Kelezatan itu ada pada sekepalan tangan.

 

Ir Hj Heni Supiani menyodorkan sebuah durian terbelah seukuran kepalan tangan orang dewasa. “Ini sipeureup,” kata kepala Bidang Tanaman Pangan dan Hortikultura, Dinas Pertanian dan Perkebunan Kabupaten Pandeglang, itu. Peureup, bahasa Sunda, berarti kepalan tangan. Ukuran raja buah itu memang mungil, bobotnya paling hanya 500-800 g per buah.

Saking kecilnya ukuran buah, satu juring paling hanya terdiri dari 1-2 pongge. Namun, soal rasa sipeureup boleh diadu. Citarasa manis seperti susu bakal tercecap ketika kita mengulum pongge sipeureup. Daging buah berwarna kuning itu pun tebal, bijinya kecil. Artinya, daging buah yang dapat dikonsumsi cukup banyak meski buah mungil.

Cepat ludes

Edi Suhaedi, pekebun di Kabupaten Pandeglang, Provinsi Banten, menanam 7pohon sipeureup-rata-rata berumur 20 tahun-di lahan seluas 3 ha. Menurutnya sipeureup termasuk kategori durian produktif. Buktinya, “Satu pohon menghasilkan 700 buah per tahun,” tutur ayah 3 anak itu. Padahal, Edi tak pernah merawat tanaman Durio zibethinus itu. “Tumbuh alami tanpa perlakuan apa-apa,” katanya.

Keunggulan sipeureup juga diakui Tanti Yulianti, SP MP, kepala Seksi Produksi Hortikultura, Dinas Pertanian dan Perkebunan Kabupaten Pandeglang. “Sipeureup merupakan salah satu potensi durian lokal Pandeglang,” katanya. Konsumen rela inden untuk mendapatkan buah berduri itu. Bahkan, “Buah sudah dibeli ketika masih di pohon,” ujar Edi.

Pantas jika 130 buah sipeureup langsung ludes terjual dalam waktu 2 jam di acara Fiesta Durian Lokal Pandeglang di Mal WTC Manggadua pada 21 Januari 2012. Banyak pembeli yang tidak kebagian memesan sipeureup. Pandeglang memang dikenal sebagai salah satu sentra durian enak. Menurut Nasir SP MP, kepala Seksi Pengolahan dan pemasaran Dinas Pertanian dan Perkebunan Kabupaten Pandeglang, pameran bertajuk Fiesta Durian Lokal Pandeglang bertujuan untuk mempromosikan durian lokal ibukota Provinsi Banten itu. Sebut saja siputri, kadugajah, kaduhalang, dan sibujal.

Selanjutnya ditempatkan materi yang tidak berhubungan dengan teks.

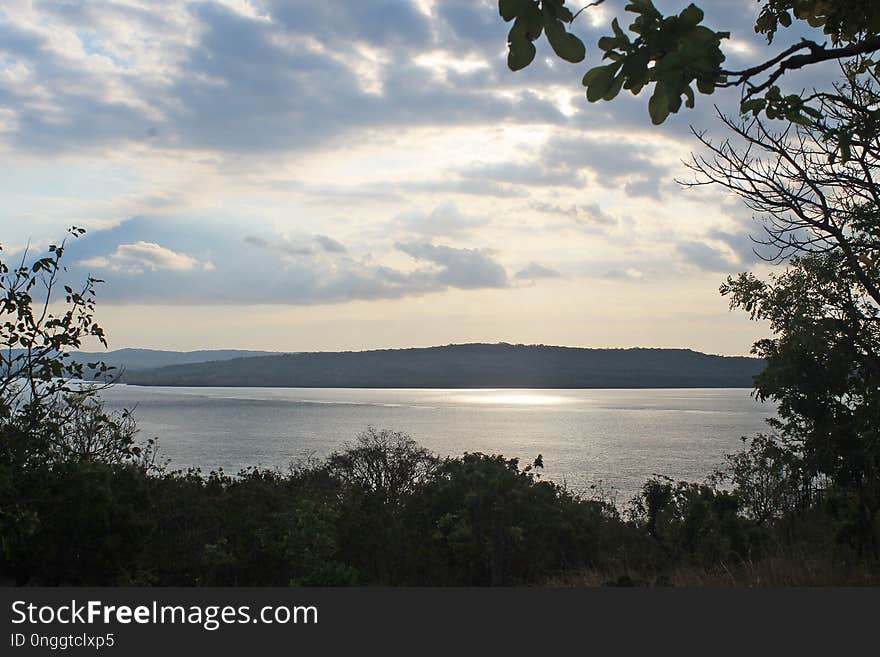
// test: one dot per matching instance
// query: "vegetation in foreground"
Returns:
(386, 512)
(82, 503)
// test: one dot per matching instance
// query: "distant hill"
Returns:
(139, 359)
(468, 366)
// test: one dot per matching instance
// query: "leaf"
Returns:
(692, 15)
(564, 44)
(658, 106)
(521, 54)
(599, 80)
(509, 9)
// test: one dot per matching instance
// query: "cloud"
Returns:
(445, 220)
(534, 271)
(228, 268)
(588, 215)
(461, 268)
(638, 170)
(297, 247)
(329, 244)
(705, 256)
(143, 256)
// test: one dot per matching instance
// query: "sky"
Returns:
(298, 176)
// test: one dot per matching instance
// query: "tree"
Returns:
(47, 412)
(819, 213)
(812, 180)
(677, 53)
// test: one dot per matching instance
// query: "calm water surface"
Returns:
(617, 437)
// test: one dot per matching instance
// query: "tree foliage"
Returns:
(676, 56)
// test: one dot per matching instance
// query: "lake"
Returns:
(614, 437)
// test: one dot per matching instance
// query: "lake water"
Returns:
(617, 437)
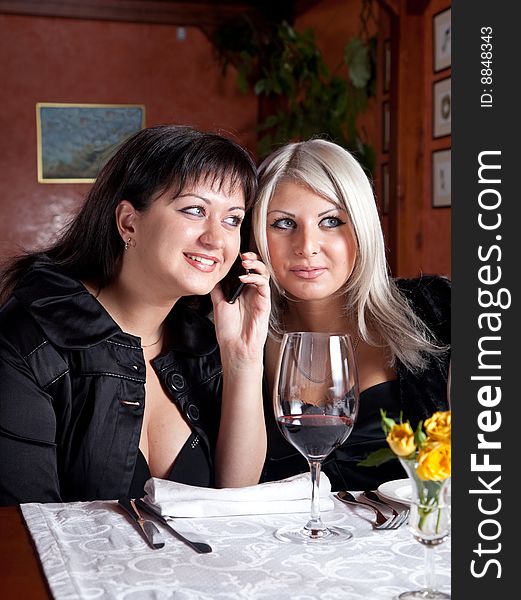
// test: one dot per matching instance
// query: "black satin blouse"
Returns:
(191, 467)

Siputri rasanya manis seperti susu tanpa rasa pahit. Daging buahnya berwarna kuning, tebal. Biji kempes. Sementara daging buah kadugajah seperti montong: manis, kering, dan agak berserat. Kadugajah berpenampilan paling menarik. Daging buah berwarna kemerahan dan berbiji kecil. Rasanya, manis dan legit. Sedangkan sibujal, rasanya manis kadang dengan sedikit asam. “Sibujal rasanya seperti stoberi,” kata Edi.

Serang

Kabupaten Serang, Provinsi Banten, yang bertetangga langsung dengan Pandeglang juga gudangnya durian lezat. Wartawan Majalah Trubus, Imam Wiguna, mencicipi potret saputra, ketanjaya, sitebing, dan siendog. Yang disebut pertama berbobot 4-7,5 kg per buah. Daging buah potret saputra tebal, berserat, dan manis tanpa rasa pahit. Dalam satu juring terdapat 3-4 pongge. Durian berdaging kuning itu berbiji kempes seperti monthong.

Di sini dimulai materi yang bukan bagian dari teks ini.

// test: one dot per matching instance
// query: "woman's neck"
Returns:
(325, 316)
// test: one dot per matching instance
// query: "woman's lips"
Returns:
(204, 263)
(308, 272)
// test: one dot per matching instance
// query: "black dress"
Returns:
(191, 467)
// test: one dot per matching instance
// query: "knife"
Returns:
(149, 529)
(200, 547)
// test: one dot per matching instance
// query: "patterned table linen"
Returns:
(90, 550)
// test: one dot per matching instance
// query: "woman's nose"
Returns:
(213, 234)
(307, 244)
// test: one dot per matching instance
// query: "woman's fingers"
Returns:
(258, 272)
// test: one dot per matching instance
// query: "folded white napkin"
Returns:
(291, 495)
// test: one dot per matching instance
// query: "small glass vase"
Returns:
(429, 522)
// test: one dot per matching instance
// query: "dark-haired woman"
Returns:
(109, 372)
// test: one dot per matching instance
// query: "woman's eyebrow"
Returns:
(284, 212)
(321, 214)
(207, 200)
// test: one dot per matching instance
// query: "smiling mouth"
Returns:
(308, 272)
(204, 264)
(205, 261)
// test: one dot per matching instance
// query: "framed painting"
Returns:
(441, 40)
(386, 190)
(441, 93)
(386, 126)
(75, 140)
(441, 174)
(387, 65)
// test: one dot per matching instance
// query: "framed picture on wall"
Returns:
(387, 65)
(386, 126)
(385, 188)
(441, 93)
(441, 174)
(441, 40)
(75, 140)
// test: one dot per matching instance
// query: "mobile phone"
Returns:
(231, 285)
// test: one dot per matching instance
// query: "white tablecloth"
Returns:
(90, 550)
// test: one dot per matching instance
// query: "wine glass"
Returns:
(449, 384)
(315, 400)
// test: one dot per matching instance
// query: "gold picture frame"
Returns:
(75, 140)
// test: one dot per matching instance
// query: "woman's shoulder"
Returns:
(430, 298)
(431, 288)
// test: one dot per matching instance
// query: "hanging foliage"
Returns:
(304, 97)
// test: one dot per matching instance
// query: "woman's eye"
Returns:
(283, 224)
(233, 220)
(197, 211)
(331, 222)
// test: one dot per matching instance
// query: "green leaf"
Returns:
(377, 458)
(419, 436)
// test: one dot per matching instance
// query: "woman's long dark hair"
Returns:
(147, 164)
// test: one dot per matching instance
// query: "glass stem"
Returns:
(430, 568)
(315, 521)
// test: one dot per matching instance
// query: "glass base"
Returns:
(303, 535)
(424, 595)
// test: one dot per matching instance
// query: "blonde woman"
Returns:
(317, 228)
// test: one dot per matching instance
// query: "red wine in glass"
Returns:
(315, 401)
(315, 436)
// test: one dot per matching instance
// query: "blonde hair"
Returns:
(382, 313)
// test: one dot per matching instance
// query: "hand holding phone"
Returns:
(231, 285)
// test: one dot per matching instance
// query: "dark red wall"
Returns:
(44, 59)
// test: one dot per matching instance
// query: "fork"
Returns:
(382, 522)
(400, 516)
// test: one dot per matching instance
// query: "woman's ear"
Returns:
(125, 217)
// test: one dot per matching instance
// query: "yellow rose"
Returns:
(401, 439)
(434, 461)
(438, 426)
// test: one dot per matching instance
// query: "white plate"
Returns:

Saat ini pohon induk potret saputra di Desa Tamansari, Kecamatan Baros, Kabupaten Serang, sudah berumur 60 tahun. Setiap tahun pohon induk menghasilkan 50-70 buah. Harga buah cukup mahal, Rp100.000-Rp250.000 per butir tergantung bobot buah.

Ketanjaya berbobot 1,5-2 kg per buah. Rasanya paling enak dibanding potret saputra, sitebing, dan siendog. Daging buah kering, lengket, legit, dan manis agak pahit. Dari satu pohon induk berumur 50 tahun diperoleh 100 buah per musim. Musim panen biasanya pada Desember-Februari.

Buah sitebing juga berukuran sedang, bobot 2 kg/butir. Daging buah lembek agak berair dengan rasa manis tanpa pahit. Dalam satu juring terdiri dari 5-6 pongge. Buah dipanen dari tanaman induk berumur 40 tahun yang mampu berproduksi 100-150 buah per musim. Siendog berdaging kering, lengket dengan rasa manis tanpa pahit. Aroma buah seperti ketan. Pohon induk di Kecamatan Baros, Serang, berumur 100 tahun, mampu menghasilkan 500-600 buah per musim. Buah berukuran kecil, 0,5-1 kg per butir.

Nun di Ciomas, Bogor, Jawa Barat, Ardi Siswoyo juga memiliki durian lezat berukuran kecil. Buah seukuran dua tangan ditangkupkan. Dalam satu juring terdiri dari 5 pongge. Rasanya manis, agak pahit, dan creamy. Buah tumbuh berdesakan di dahan pohon berumur 8 tahun.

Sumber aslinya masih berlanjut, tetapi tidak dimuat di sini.